To co zwróciło moja uwagę to setki śniętych ryb, które płyną od Wartkowic,Łodzi. Na zatorowisku widoczne są naprawdę pokaźne okazy jak i narybek płynący do góry brzuchami.
- napisał do nas czytelnik
Okazuje się, że fakt ten odnotowały służby województwa łódzkiego, gdzie powołano sztab przy Wojewodzie Łódzkim, który bada tą sytuację.
"Na razie trwają badania. Monitorujemy i analizujemy sytuację. Znaczną liczbę śniętych ryb znaleziono na rzece Ner w trzech miejscach na granicy powiatów poddębickiego i łęczyckiego"
- podkreśliła w rozmowie z PAP Zalewska.
Dla powiatu kolskiego jest to sytuacja o tyle ważna, że rzeka Ner wpływa w całości do Warty.
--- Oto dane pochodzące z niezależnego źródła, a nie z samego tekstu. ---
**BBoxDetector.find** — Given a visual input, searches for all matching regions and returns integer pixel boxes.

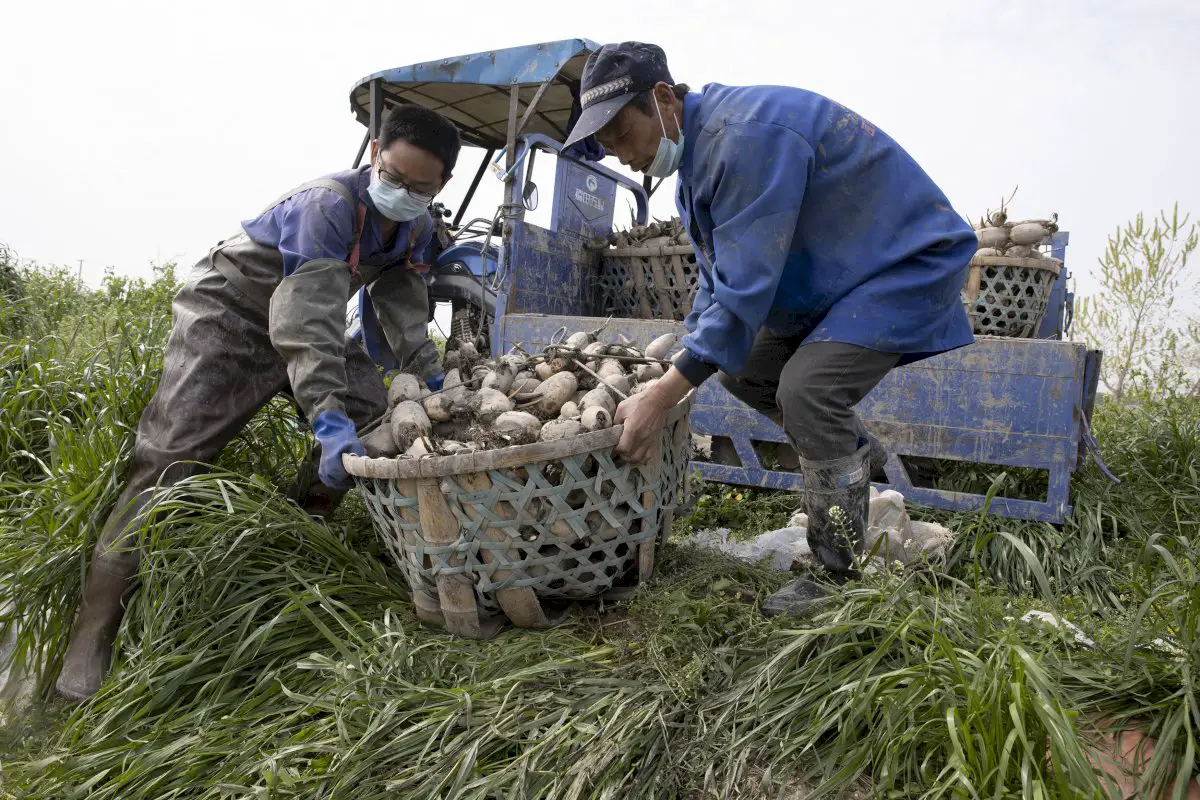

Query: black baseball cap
[563,42,674,146]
Jak usłyszeliśmy od kolskich służb: Wody Polskie wraz z Państwową Strażą Pożarną monitorują całodobowo Ner i sprawdzają czy pojawiają się kolejne śnięte ryby oraz jaka jest skala zjawiska. WIOŚ pobrał również próbki wody do badań.
Kolska Stacja Sanitarno-Epidemiologiczna w Kole została również poinformowana o tym fakcie i ma za zadanie monitorować sytuację.